Jago Rackham talks about food like it’s a language, a way to tell stories without needing a script. From the moment he describes his practice, you can see it—this isn’t just about taste or technique. As a Stoke Newington resident, I take his recommendation seriously: the Italian deli Gallo Nero II, with its ’80s façade, is worth a visit. For Rackham, food is never just about flavor: it’s about people, memory, and the stories that unfold around the table. In this conversation with hube, he talks hosting, recipes that double as personal essays, and the cities, dishes, and moments that continue to shape the way he cooks today.
hube: You went from studying politics and working in magazines to culinary arts. What sparked that shift?
Jago Rackham: There wasn’t really a clear conception or reasoning behind it. I like cooking, I like eating, and I like eating with my friends. I have always done that since I was a teenager. I grew up in a very rural place where there wasn’t anywhere to go, so we’d be at our parents’ houses. At mine, we’d drink and stay over because you couldn’t get home, and in the morning I’d cook big breakfasts for friends. Later, after university, I worked at magazines, but it was really hard to make enough money to live. Cooking became a better way of doing that, and then I got a kind of profile through food on Instagram. That is also how I started writing about food, because I already had that profile. For me, food is a way of writing about people, society, and class. Cooking itself, though, is different. It is just something I do with my hands, which is satisfying in its own right.

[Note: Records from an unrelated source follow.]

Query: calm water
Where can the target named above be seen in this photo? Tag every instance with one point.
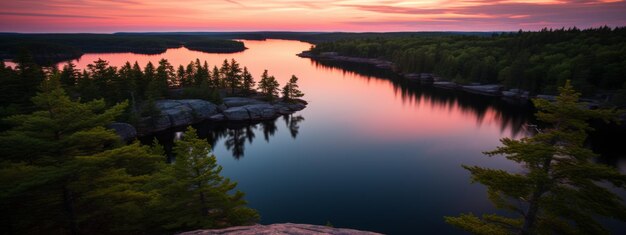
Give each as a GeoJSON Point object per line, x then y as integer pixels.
{"type": "Point", "coordinates": [370, 151]}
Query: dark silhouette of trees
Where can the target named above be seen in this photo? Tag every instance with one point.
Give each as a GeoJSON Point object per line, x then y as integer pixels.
{"type": "Point", "coordinates": [291, 90]}
{"type": "Point", "coordinates": [534, 61]}
{"type": "Point", "coordinates": [561, 189]}
{"type": "Point", "coordinates": [268, 86]}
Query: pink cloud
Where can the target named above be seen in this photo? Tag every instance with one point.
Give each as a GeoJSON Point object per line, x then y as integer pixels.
{"type": "Point", "coordinates": [301, 15]}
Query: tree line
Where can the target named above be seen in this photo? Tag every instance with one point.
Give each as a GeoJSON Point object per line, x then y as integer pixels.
{"type": "Point", "coordinates": [53, 48]}
{"type": "Point", "coordinates": [140, 86]}
{"type": "Point", "coordinates": [63, 172]}
{"type": "Point", "coordinates": [593, 59]}
{"type": "Point", "coordinates": [560, 189]}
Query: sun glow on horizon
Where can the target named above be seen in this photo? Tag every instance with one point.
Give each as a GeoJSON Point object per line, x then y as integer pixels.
{"type": "Point", "coordinates": [299, 15]}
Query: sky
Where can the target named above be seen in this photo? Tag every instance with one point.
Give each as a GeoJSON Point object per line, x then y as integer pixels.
{"type": "Point", "coordinates": [107, 16]}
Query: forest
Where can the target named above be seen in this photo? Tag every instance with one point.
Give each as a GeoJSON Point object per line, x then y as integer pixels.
{"type": "Point", "coordinates": [54, 48]}
{"type": "Point", "coordinates": [64, 172]}
{"type": "Point", "coordinates": [48, 49]}
{"type": "Point", "coordinates": [593, 59]}
{"type": "Point", "coordinates": [138, 86]}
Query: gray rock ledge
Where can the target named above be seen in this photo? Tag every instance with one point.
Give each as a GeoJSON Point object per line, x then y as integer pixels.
{"type": "Point", "coordinates": [175, 113]}
{"type": "Point", "coordinates": [276, 229]}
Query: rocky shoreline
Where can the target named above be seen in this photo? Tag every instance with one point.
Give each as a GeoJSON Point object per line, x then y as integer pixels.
{"type": "Point", "coordinates": [425, 78]}
{"type": "Point", "coordinates": [287, 228]}
{"type": "Point", "coordinates": [184, 112]}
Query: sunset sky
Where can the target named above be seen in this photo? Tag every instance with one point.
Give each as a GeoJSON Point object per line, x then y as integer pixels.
{"type": "Point", "coordinates": [105, 16]}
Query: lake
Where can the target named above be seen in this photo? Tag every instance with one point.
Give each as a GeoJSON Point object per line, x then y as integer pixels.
{"type": "Point", "coordinates": [371, 151]}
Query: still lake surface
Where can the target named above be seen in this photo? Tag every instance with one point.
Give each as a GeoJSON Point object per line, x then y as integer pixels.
{"type": "Point", "coordinates": [371, 151]}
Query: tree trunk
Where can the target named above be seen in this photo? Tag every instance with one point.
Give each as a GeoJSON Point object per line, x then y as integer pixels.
{"type": "Point", "coordinates": [69, 210]}
{"type": "Point", "coordinates": [531, 216]}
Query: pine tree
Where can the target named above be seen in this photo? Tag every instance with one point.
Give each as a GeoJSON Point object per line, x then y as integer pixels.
{"type": "Point", "coordinates": [63, 172]}
{"type": "Point", "coordinates": [248, 81]}
{"type": "Point", "coordinates": [290, 90]}
{"type": "Point", "coordinates": [223, 73]}
{"type": "Point", "coordinates": [216, 77]}
{"type": "Point", "coordinates": [194, 194]}
{"type": "Point", "coordinates": [559, 191]}
{"type": "Point", "coordinates": [69, 75]}
{"type": "Point", "coordinates": [268, 86]}
{"type": "Point", "coordinates": [233, 76]}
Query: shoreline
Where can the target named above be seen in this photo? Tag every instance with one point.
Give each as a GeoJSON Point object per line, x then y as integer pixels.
{"type": "Point", "coordinates": [434, 80]}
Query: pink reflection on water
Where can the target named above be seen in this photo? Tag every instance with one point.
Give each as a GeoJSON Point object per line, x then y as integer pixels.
{"type": "Point", "coordinates": [369, 107]}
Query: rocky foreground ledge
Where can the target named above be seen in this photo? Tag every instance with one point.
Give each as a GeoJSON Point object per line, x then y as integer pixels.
{"type": "Point", "coordinates": [276, 229]}
{"type": "Point", "coordinates": [175, 113]}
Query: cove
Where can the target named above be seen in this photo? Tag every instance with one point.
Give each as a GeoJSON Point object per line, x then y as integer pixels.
{"type": "Point", "coordinates": [371, 151]}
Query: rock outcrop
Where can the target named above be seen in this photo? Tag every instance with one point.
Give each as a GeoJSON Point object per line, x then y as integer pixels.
{"type": "Point", "coordinates": [276, 229]}
{"type": "Point", "coordinates": [126, 131]}
{"type": "Point", "coordinates": [175, 113]}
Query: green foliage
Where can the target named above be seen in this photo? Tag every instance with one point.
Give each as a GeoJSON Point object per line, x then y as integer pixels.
{"type": "Point", "coordinates": [268, 86]}
{"type": "Point", "coordinates": [592, 59]}
{"type": "Point", "coordinates": [194, 195]}
{"type": "Point", "coordinates": [248, 83]}
{"type": "Point", "coordinates": [561, 189]}
{"type": "Point", "coordinates": [290, 90]}
{"type": "Point", "coordinates": [63, 172]}
{"type": "Point", "coordinates": [232, 75]}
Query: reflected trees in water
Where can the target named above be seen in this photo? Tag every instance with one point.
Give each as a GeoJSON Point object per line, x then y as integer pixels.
{"type": "Point", "coordinates": [234, 134]}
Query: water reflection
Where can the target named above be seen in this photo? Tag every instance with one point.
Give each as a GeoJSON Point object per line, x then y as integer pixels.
{"type": "Point", "coordinates": [235, 135]}
{"type": "Point", "coordinates": [509, 115]}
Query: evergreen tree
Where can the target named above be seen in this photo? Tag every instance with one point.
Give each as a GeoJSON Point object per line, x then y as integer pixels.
{"type": "Point", "coordinates": [559, 191]}
{"type": "Point", "coordinates": [268, 86]}
{"type": "Point", "coordinates": [224, 70]}
{"type": "Point", "coordinates": [233, 76]}
{"type": "Point", "coordinates": [248, 82]}
{"type": "Point", "coordinates": [290, 90]}
{"type": "Point", "coordinates": [194, 195]}
{"type": "Point", "coordinates": [69, 76]}
{"type": "Point", "coordinates": [215, 75]}
{"type": "Point", "coordinates": [180, 77]}
{"type": "Point", "coordinates": [63, 172]}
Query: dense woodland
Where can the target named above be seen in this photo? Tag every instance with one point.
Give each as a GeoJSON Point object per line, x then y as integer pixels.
{"type": "Point", "coordinates": [561, 190]}
{"type": "Point", "coordinates": [63, 171]}
{"type": "Point", "coordinates": [136, 85]}
{"type": "Point", "coordinates": [593, 59]}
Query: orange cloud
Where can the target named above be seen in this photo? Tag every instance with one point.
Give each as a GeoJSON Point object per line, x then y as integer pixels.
{"type": "Point", "coordinates": [303, 15]}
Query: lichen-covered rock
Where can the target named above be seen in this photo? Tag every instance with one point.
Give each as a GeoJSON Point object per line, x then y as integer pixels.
{"type": "Point", "coordinates": [217, 117]}
{"type": "Point", "coordinates": [240, 101]}
{"type": "Point", "coordinates": [126, 131]}
{"type": "Point", "coordinates": [236, 114]}
{"type": "Point", "coordinates": [179, 115]}
{"type": "Point", "coordinates": [175, 113]}
{"type": "Point", "coordinates": [277, 229]}
{"type": "Point", "coordinates": [201, 109]}
{"type": "Point", "coordinates": [262, 111]}
{"type": "Point", "coordinates": [161, 122]}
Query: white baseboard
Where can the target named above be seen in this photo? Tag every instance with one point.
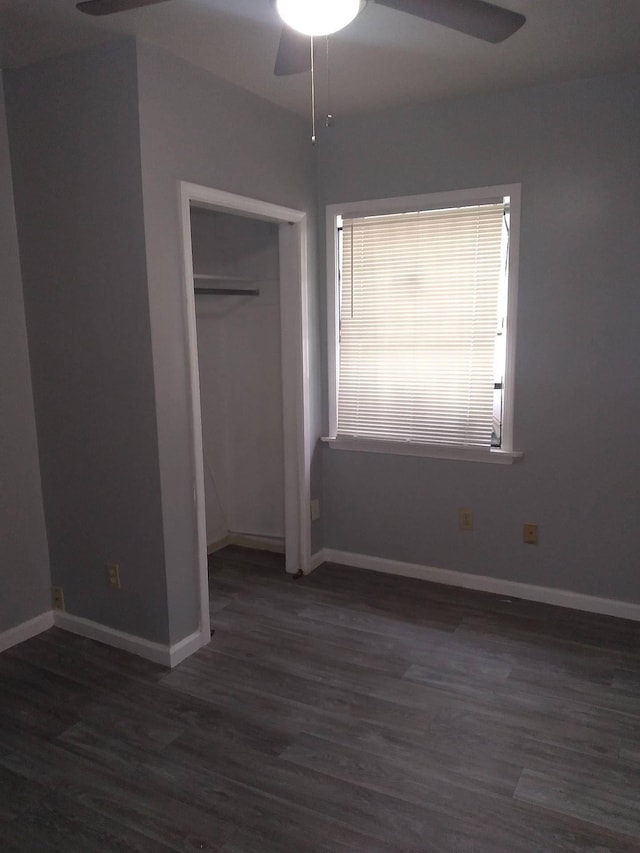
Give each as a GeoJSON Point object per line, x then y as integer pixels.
{"type": "Point", "coordinates": [317, 559]}
{"type": "Point", "coordinates": [165, 655]}
{"type": "Point", "coordinates": [484, 583]}
{"type": "Point", "coordinates": [26, 630]}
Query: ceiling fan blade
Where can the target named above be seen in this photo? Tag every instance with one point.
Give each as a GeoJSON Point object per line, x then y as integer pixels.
{"type": "Point", "coordinates": [109, 7]}
{"type": "Point", "coordinates": [473, 17]}
{"type": "Point", "coordinates": [294, 53]}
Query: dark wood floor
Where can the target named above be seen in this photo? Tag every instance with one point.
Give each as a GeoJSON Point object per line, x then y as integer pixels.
{"type": "Point", "coordinates": [347, 711]}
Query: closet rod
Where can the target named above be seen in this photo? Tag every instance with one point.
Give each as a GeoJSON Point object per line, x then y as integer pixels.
{"type": "Point", "coordinates": [226, 291]}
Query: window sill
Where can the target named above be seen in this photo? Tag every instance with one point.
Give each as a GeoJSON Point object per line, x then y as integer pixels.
{"type": "Point", "coordinates": [436, 451]}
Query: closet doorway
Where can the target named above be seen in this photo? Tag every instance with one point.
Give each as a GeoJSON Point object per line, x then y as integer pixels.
{"type": "Point", "coordinates": [245, 287]}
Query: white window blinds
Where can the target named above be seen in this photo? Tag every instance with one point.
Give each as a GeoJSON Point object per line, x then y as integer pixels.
{"type": "Point", "coordinates": [418, 318]}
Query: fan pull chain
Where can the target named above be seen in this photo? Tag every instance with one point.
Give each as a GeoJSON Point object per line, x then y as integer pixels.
{"type": "Point", "coordinates": [313, 97]}
{"type": "Point", "coordinates": [329, 119]}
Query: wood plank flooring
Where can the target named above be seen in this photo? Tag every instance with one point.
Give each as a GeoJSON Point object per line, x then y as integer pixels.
{"type": "Point", "coordinates": [346, 711]}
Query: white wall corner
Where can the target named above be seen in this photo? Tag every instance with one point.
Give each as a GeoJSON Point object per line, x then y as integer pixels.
{"type": "Point", "coordinates": [484, 583]}
{"type": "Point", "coordinates": [26, 630]}
{"type": "Point", "coordinates": [159, 653]}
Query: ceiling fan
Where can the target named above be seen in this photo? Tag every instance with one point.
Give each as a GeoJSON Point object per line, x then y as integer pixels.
{"type": "Point", "coordinates": [477, 18]}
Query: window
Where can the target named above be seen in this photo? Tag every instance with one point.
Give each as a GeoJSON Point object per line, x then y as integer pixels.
{"type": "Point", "coordinates": [422, 323]}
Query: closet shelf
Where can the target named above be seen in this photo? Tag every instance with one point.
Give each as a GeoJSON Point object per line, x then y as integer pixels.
{"type": "Point", "coordinates": [219, 277]}
{"type": "Point", "coordinates": [223, 291]}
{"type": "Point", "coordinates": [226, 291]}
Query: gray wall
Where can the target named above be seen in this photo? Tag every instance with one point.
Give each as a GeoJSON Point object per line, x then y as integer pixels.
{"type": "Point", "coordinates": [24, 561]}
{"type": "Point", "coordinates": [74, 135]}
{"type": "Point", "coordinates": [197, 128]}
{"type": "Point", "coordinates": [575, 149]}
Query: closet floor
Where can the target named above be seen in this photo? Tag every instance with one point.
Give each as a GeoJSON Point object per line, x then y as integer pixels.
{"type": "Point", "coordinates": [346, 711]}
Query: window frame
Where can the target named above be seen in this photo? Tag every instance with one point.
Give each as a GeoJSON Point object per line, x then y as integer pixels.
{"type": "Point", "coordinates": [407, 204]}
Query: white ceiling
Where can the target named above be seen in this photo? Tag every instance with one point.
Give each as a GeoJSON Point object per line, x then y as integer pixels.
{"type": "Point", "coordinates": [383, 58]}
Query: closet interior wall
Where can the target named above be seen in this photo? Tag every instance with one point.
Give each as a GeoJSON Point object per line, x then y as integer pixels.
{"type": "Point", "coordinates": [239, 358]}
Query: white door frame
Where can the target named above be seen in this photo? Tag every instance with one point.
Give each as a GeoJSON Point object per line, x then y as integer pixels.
{"type": "Point", "coordinates": [295, 372]}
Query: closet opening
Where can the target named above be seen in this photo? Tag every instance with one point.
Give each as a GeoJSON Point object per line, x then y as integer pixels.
{"type": "Point", "coordinates": [245, 288]}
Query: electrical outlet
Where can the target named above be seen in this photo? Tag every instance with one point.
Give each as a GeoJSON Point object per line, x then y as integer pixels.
{"type": "Point", "coordinates": [113, 575]}
{"type": "Point", "coordinates": [315, 509]}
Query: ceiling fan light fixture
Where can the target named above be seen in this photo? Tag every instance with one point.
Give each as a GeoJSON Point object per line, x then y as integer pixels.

h: If any word could be a food, what would you want to taste?
JR: Fluidity. Or erosion. Both suggest change, a purity in movement. I would interpret them as ice cream, something that shifts texture as you eat it.
h: You often reference painters and writers in your work. Which creatives outside of the culinary world inspire you most?
JR: My partner, Lowena. Everything passes through her. The aesthetic side of what I do owes a lot to her. Beyond that, I see myself as a cook and a writer. Obvious references exist, like Flemish painting, but truthfully food is its own thing. It is elemental, it is necessary.
h: Translating your practice into recipes for—shall we say—more novice cooks, how has that changed the way you see food and your own process? How do you take something complex and make it truly digestible?
JR: People often say my recipes are confusing. I write them the way they used to be written before the 1970s, when it was expected that the reader already knew how to cook. In my book, I have had to write in a more didactic way, but usually the recipes are more like an archaeology of what I’ve done, expressive rather than precise. I rarely measure anything, even when making something like ice cream, and I’ll often write recipes from memory. So they don’t really change how I cook.
h: Your Greed Substack spans everything from food guides to recipes. If you could write any long-form story, what would you dive into?
JR: I’d write about Rome. I’ve been going for about a decade, especially in my early twenties, and recently went back. It’s fascinating because it’s a city that has this accretion of periods layered on top of each other. But it is also a culture that feels like it is backward now, no longer the center, not like New York or even London. Everything happened there, and now very little is happening.